Sa’li had been alone for two weeks now. The near barren rock where she was stranded had almost no traffic. And what there was, she couldn’t afford a charter, even if she was near port. The moon was smaller than her homeworld back starward. The gravity still made her uneasy. She tripped over a crack in the carved stone of the ground and lofted into a nearby wall before stumbling to her feet. The air glistened with the silicate dust she had kicked up. An incomprehensibly geometric flow of stars illuminated by the long evening sun stormed from where her hand landed on the wall.

Two weeks earlier, her ship had crashed. It was a small subluminal ship with a small crew she had only recently joined. It was her first trip to the outer planets. They had been hired as couriers of two locked crates. She hadn’t asked what was in them, and the captain hadn’t offered that information. They were headed to a large moon in orbit around the gas giant Tiash’a.

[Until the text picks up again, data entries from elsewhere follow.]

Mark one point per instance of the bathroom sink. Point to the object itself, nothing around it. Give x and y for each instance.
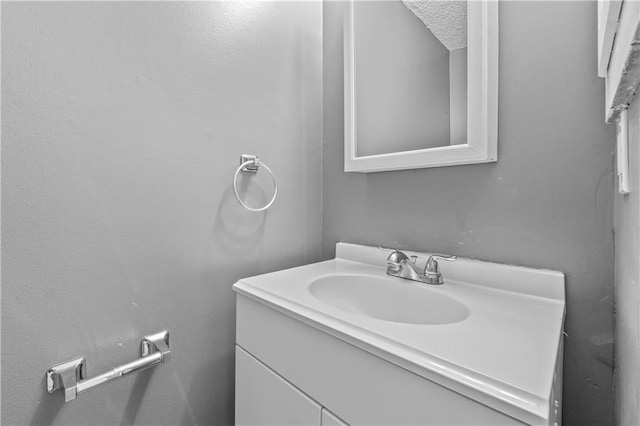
(491, 334)
(388, 299)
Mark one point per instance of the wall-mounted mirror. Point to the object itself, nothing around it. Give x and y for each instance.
(421, 84)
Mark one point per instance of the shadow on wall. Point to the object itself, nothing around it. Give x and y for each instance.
(137, 395)
(213, 405)
(235, 228)
(48, 407)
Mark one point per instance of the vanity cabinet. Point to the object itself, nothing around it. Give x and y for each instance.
(264, 398)
(288, 372)
(341, 343)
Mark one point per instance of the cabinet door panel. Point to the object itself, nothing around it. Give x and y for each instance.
(264, 398)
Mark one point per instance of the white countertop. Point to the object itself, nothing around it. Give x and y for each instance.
(502, 355)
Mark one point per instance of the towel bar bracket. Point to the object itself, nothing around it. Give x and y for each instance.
(71, 375)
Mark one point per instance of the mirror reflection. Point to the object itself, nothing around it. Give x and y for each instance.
(411, 75)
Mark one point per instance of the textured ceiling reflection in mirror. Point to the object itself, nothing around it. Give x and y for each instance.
(447, 20)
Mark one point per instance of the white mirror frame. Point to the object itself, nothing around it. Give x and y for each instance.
(482, 101)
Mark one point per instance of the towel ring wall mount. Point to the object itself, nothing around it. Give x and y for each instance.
(251, 164)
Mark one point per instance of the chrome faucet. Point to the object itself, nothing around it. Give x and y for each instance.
(402, 266)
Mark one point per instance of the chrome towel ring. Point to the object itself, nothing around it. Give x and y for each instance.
(251, 164)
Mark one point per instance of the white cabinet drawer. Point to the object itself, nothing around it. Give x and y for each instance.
(264, 398)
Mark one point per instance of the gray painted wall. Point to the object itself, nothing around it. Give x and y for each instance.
(402, 80)
(627, 226)
(546, 203)
(122, 126)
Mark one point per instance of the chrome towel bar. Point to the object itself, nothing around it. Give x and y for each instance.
(70, 375)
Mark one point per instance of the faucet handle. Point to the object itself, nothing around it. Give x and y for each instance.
(432, 266)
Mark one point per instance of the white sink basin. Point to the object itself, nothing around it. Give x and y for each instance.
(491, 333)
(388, 299)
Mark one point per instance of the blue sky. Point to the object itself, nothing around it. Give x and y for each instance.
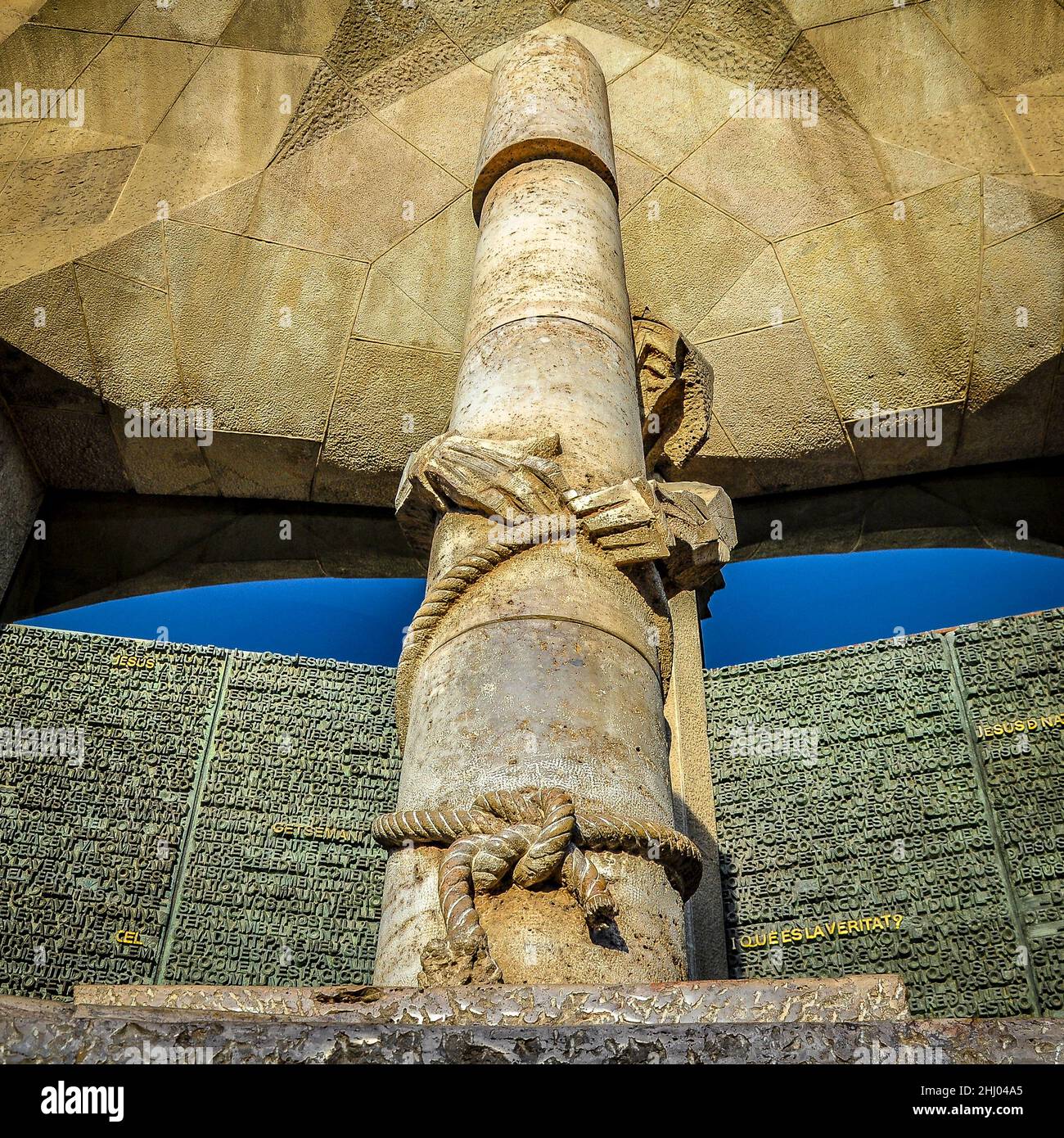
(774, 607)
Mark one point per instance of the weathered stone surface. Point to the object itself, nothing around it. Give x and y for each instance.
(443, 120)
(665, 239)
(250, 466)
(295, 314)
(305, 26)
(428, 312)
(1014, 47)
(54, 1033)
(784, 454)
(947, 111)
(758, 298)
(910, 101)
(825, 172)
(156, 69)
(43, 318)
(101, 16)
(399, 391)
(22, 496)
(128, 335)
(907, 335)
(1017, 355)
(201, 23)
(851, 1000)
(665, 107)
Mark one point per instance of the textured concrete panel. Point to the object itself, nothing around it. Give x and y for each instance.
(282, 881)
(910, 298)
(187, 814)
(865, 846)
(92, 830)
(1011, 673)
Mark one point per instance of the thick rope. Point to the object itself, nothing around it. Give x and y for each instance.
(440, 595)
(534, 834)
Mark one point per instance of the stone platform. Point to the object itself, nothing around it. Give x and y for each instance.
(859, 1020)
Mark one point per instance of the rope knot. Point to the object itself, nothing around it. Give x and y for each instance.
(530, 835)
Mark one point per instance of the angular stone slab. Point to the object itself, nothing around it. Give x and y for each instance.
(847, 1000)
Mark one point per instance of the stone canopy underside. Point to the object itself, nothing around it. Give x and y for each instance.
(313, 160)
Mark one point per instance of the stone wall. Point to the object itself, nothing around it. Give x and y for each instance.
(206, 822)
(866, 824)
(215, 830)
(20, 498)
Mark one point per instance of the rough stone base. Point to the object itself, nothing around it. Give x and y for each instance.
(860, 1020)
(853, 998)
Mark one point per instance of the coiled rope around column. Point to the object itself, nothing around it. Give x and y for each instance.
(532, 835)
(440, 595)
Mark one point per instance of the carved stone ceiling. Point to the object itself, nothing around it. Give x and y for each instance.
(311, 162)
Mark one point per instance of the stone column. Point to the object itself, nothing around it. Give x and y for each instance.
(534, 840)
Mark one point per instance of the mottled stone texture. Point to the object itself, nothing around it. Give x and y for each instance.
(50, 1032)
(880, 255)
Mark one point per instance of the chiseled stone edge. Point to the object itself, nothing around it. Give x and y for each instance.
(56, 1033)
(848, 1000)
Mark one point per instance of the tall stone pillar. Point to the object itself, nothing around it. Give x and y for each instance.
(534, 840)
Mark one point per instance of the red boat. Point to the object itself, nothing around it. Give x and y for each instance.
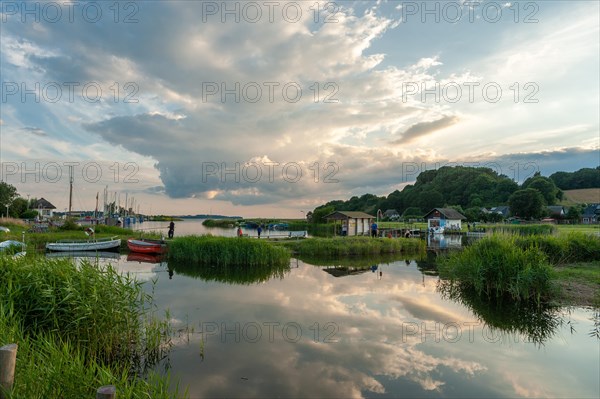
(145, 246)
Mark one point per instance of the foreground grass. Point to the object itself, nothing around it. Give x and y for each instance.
(579, 283)
(38, 241)
(226, 251)
(78, 328)
(527, 267)
(353, 246)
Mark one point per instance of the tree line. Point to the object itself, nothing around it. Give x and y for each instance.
(468, 190)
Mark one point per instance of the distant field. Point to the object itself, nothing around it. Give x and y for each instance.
(584, 195)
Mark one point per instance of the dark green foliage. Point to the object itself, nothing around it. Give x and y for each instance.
(583, 178)
(527, 204)
(545, 186)
(521, 229)
(232, 274)
(354, 246)
(568, 248)
(536, 322)
(463, 186)
(226, 251)
(78, 328)
(496, 267)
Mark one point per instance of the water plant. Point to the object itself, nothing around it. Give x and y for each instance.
(353, 246)
(226, 251)
(496, 266)
(79, 327)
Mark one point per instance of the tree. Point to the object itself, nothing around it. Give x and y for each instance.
(8, 193)
(545, 186)
(18, 207)
(574, 214)
(527, 204)
(320, 212)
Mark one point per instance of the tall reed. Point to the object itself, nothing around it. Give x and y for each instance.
(354, 246)
(226, 251)
(79, 327)
(496, 266)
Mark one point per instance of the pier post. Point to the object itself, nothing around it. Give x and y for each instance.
(106, 392)
(8, 360)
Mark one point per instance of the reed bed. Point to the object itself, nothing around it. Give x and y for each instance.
(564, 248)
(208, 250)
(496, 266)
(354, 246)
(79, 327)
(521, 229)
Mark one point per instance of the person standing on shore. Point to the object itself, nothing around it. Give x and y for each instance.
(374, 229)
(171, 229)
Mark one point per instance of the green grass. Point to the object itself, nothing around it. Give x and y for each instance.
(78, 328)
(353, 246)
(223, 223)
(496, 266)
(521, 229)
(226, 251)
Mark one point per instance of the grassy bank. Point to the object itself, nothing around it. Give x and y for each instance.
(223, 223)
(353, 246)
(226, 251)
(521, 229)
(78, 328)
(526, 267)
(495, 267)
(37, 241)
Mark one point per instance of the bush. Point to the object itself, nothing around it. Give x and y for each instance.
(496, 266)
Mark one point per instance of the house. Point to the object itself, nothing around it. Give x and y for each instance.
(391, 214)
(447, 218)
(45, 208)
(591, 214)
(556, 211)
(355, 223)
(501, 210)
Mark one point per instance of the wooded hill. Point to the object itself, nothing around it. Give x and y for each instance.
(464, 188)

After weeks sailing, she had picked up a ghost signal in their wake. She didn’t want to be the nervous new comms officer and thought better of bringing it up. It was only there for a moment, probably just signal noise she explained away in her head. Maybe just first mission jitters. A hard lesson was learned a few days later when that signal firmed up just a few hundred klicks off their stern. It was dark, but it was definitely a ship, and no captain on the level flies dark. Just as they were readying for entry, the pirates attempted their boarding. The captain had been prepared as soon as she built up the courage to tell him. But it wasn’t enough time. A mercantile craft like the Shona doesn’t have robust defenses. They put up a good fight, knocked the pirates out of commission, but the Shona went down with them.

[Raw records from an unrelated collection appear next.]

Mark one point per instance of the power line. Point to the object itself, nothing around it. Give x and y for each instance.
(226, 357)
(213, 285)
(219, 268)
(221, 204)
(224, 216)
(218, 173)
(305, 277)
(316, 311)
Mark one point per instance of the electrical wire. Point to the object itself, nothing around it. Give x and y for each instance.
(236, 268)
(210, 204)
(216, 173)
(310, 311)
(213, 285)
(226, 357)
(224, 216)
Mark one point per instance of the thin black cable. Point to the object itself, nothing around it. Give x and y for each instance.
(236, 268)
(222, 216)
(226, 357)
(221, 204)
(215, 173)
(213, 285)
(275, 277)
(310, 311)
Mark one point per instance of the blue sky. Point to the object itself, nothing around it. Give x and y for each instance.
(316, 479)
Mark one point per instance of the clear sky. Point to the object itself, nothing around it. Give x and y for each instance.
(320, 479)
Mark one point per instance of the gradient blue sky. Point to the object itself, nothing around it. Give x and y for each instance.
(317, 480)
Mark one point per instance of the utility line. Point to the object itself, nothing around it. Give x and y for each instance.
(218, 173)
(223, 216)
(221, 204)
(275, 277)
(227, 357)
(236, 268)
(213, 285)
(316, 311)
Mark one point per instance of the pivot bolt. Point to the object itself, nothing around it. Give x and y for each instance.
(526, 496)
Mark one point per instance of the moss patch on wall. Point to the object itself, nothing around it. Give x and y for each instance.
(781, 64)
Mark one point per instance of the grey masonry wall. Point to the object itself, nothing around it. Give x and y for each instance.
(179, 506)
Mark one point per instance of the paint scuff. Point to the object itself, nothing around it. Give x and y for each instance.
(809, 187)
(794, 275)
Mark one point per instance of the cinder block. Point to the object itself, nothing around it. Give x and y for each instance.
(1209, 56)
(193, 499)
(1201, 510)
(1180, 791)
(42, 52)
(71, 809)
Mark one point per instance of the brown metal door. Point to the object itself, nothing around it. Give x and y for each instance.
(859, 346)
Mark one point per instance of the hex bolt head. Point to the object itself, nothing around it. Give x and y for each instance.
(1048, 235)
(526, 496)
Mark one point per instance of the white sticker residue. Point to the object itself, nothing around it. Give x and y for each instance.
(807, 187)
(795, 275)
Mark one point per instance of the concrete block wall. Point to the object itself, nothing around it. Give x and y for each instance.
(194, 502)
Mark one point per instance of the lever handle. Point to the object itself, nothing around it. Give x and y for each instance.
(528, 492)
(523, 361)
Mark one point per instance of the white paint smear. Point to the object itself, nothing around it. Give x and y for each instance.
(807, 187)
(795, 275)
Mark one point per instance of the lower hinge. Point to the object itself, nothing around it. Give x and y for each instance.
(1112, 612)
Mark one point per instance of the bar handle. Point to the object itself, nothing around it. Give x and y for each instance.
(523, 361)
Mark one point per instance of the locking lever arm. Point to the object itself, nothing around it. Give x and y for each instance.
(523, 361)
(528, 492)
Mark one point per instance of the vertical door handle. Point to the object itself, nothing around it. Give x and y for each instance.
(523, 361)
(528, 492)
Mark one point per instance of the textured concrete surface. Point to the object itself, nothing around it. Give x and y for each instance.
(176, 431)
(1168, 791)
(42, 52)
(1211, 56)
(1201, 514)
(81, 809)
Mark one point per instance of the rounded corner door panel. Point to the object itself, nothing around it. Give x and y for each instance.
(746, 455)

Sa’li woke a day later, laying atop a small dune of sand that had built itself along a perimeter wall. She was a few hundred yards from what remained of the Shona. She spent the next three days digging five graves and giving last rites for people she hardly knew, who had died for no reason, in defense of a couple of boxes to be passed from one stranger to another. They had been kind. Given her a chance when the world hadn’t. Helped her break free of the well and the poverty that fell into it. What was the old saying? Money is lighter than air? If so then poverty is an anchor.

The cold bit her face after sunfall. The emergency heater didn’t help much but it was all she had. She had scoured the ship for everything of use. A simple sled that she packed with all of the rations, water, weapons, and sundries she could find to keep herself alive for the foreseeable future. Along with the supplies she had also brought the two locked crates and a little black notebook that she had found in a drawer that had once lived in the captain’s desk.

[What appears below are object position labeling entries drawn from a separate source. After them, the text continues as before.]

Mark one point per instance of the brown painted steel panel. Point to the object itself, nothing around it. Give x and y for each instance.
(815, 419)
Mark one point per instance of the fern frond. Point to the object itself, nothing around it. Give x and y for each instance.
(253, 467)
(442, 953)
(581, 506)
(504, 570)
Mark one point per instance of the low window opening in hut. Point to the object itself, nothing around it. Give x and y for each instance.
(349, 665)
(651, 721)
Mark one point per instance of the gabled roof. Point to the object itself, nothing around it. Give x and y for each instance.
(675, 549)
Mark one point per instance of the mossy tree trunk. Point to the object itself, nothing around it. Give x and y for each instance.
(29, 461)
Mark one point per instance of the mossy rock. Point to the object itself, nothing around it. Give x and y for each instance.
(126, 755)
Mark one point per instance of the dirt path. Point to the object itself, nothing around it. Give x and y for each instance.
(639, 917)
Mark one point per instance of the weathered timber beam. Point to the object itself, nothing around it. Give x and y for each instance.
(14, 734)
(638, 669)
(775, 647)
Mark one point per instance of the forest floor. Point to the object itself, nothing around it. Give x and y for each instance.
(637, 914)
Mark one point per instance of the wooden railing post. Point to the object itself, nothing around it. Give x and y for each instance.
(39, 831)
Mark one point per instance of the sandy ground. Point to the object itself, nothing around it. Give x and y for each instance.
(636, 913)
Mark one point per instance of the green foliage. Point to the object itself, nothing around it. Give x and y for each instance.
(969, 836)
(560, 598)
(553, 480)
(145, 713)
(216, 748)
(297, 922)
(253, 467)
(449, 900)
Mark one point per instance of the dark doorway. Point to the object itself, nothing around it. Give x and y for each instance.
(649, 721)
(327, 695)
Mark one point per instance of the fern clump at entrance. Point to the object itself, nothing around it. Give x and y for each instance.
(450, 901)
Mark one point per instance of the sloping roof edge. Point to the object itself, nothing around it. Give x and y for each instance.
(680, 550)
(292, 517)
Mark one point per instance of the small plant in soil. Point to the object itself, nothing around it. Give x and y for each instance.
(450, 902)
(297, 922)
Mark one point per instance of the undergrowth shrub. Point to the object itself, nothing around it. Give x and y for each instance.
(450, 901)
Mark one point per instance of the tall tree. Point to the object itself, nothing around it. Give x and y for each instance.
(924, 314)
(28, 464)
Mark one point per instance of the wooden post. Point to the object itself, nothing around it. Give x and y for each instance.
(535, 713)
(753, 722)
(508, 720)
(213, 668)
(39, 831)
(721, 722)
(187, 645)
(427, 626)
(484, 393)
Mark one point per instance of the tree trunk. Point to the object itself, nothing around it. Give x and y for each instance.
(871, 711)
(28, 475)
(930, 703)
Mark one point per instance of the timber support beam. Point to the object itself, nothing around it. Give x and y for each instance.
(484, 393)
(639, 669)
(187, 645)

She fanned through its pages as the dry cold wicked her heat away. Thin, soft, yellowed as if they were aged. The notebook was filled. Schematics. Diagrams. Maps. Unintelligible scratchings that might be sloppy common, or maybe code. Folded up and stuffed in the back cover were coordinates for the exchange of the locked crates they had toted halfway across the system.

She pulled up the map on her handheld and logged the distance she had traveled that day, and plotted her route towards the coordinates. She still had a hard day of hiking before she reached her destination. It would be late, but she would make it. She had to. If she could just make the delivery, then she would have the money to get off this rock. Maybe not back home. But what was waiting there for her anyway? No, she didn’t need to get home. She just needed to get away from here. To get away from death. The cold eventually lulled her to sleep as she pulled the heater in closer to herself and folded into the crook of her makeshift windbreak that was her sled.

Images of her mangled crewmates being torn from the Shona while the fires of reentry burned in the viewports woke her with a start. She grabbed her chest, heart pounding. Sweating even though the air still gnawed at her skin. Shaking, but not from the cold. The sun just beginning to break the horizon. It was weaker here than at home. But luckily the nights were short, and the days were long by some fortune of celestial mechanics. It kept the temperature bearable. Mostly.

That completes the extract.